KENDİ YERİNE ERDOĞAN KOPYASINI YERLEŞTİRDİ: Bugün aslında kayyum sistemi var Türkiye’de, her yerde kayyum var. Bankalar kayyumla yönetiliyor, zira bankacılığın temel kuralları işlemiyor. Rektörler, kayyum üzere davranıyor. Her yerde kayyum idaresi kurdu Erdoğan. Kendi yerine Erdoğan kopyasını yerleştirdi; bağıran, çağıran, yakınlarını yerleştiren. Biz, Türkiye’de kayyum sistemine son vereceğiz. Devlet sistemi gelecek.

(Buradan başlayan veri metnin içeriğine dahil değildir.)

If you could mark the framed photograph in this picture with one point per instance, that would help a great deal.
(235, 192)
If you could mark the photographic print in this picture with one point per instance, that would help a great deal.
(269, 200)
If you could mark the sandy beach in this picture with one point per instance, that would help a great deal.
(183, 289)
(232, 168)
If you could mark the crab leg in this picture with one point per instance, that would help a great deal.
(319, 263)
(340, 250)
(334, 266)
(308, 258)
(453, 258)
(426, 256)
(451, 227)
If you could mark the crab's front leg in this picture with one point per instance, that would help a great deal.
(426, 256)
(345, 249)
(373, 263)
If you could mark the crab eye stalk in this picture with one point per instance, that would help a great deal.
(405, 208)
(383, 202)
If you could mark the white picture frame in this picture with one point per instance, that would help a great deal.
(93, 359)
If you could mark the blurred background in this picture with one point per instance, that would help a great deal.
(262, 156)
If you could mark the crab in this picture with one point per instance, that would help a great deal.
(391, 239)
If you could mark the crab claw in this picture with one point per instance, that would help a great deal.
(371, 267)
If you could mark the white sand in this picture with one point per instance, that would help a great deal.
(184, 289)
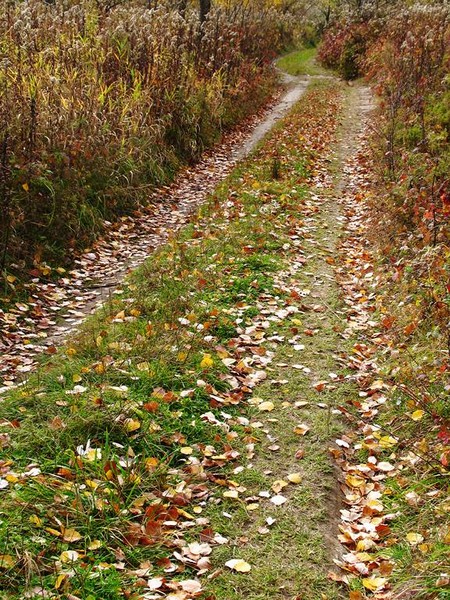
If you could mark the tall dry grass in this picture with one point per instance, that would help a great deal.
(99, 102)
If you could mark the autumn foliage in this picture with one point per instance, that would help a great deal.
(99, 101)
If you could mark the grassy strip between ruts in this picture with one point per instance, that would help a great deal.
(120, 452)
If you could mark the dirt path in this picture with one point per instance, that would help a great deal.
(292, 547)
(55, 309)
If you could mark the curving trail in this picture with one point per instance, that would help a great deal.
(55, 309)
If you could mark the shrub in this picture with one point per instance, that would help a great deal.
(99, 100)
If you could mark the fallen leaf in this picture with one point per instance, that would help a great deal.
(278, 500)
(374, 584)
(301, 429)
(417, 415)
(266, 406)
(295, 477)
(71, 535)
(414, 538)
(237, 564)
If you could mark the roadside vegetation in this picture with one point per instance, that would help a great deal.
(301, 62)
(403, 51)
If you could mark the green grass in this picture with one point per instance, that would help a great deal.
(301, 62)
(147, 364)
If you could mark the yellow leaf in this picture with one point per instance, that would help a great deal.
(132, 425)
(239, 565)
(60, 580)
(71, 535)
(69, 556)
(387, 441)
(266, 406)
(53, 531)
(414, 538)
(278, 485)
(35, 520)
(417, 415)
(374, 583)
(301, 429)
(355, 481)
(231, 494)
(207, 362)
(7, 561)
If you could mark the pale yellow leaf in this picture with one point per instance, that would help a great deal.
(295, 477)
(71, 535)
(374, 583)
(237, 564)
(417, 415)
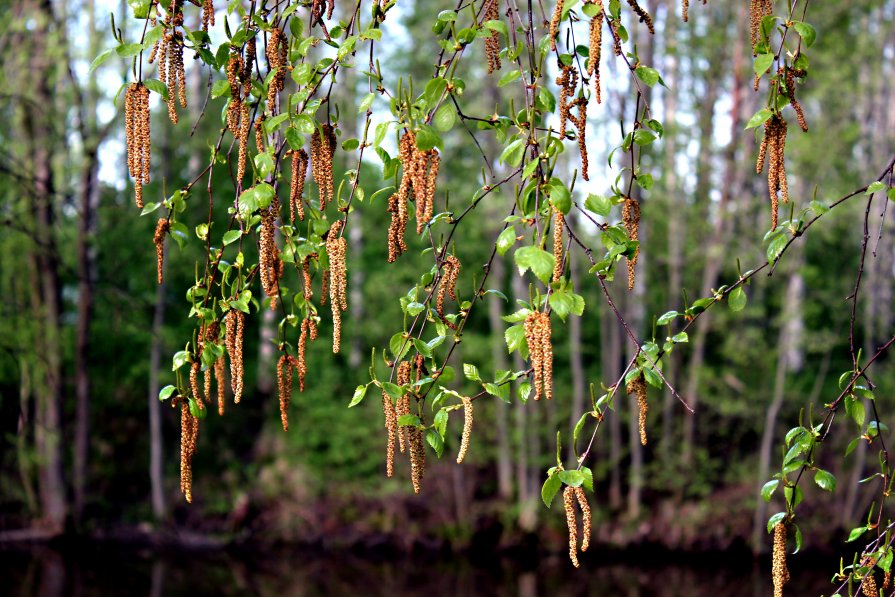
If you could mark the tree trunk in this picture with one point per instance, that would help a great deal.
(788, 358)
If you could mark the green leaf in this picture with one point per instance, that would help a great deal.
(509, 77)
(759, 118)
(98, 61)
(157, 86)
(737, 299)
(763, 63)
(571, 478)
(776, 247)
(506, 240)
(549, 489)
(855, 533)
(648, 75)
(220, 88)
(408, 420)
(565, 302)
(445, 118)
(807, 32)
(427, 139)
(515, 337)
(512, 153)
(599, 204)
(128, 50)
(559, 195)
(471, 372)
(359, 394)
(538, 260)
(140, 8)
(435, 440)
(231, 236)
(399, 345)
(825, 480)
(667, 318)
(874, 187)
(773, 520)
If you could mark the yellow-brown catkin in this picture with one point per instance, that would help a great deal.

BEN, KILIÇDAROĞLU’NA GÜVENİYORUM: Eğer ‘Bunu uygun görmüyoruz’ deseydik, bunu Sayın Kılıçdaroğlu’na söylerdik… Yoruma açık bahisler her vakit konuşulur. Aşılmayacak bir sorun değil bu. (Acaba bir bilinmeyen protokol mü var?) Hayır. Altı başkan ortasında bir kültür oluştu. Dün sabah açıklandı protokol. Ondan evvelki 12 saat içinde ben Sayın Kılıçdaroğlu ile üç sefer telefonla görüştüm, Akşener’le görüştüm, hepimiz birbirimizle temas halindeyiz. Millet İttifakı’nın en güçlü istikameti, Cumhur İttifakı’na nazaran, şeffaf olmasıdır. Bu manada ben, Kılıçdaroğlu’na güveniyorum. İki yıldır oluşturduğumuz kültür, bizim bilinmeyen protokol yapmamıza müsaade vermez. Bakanlıklar konusu, altı başkan ortasında görüşülmemişken öbür hiç kimseyle müzakere edilemez. Ve Kılıçdaroğlu da bunu söyledi.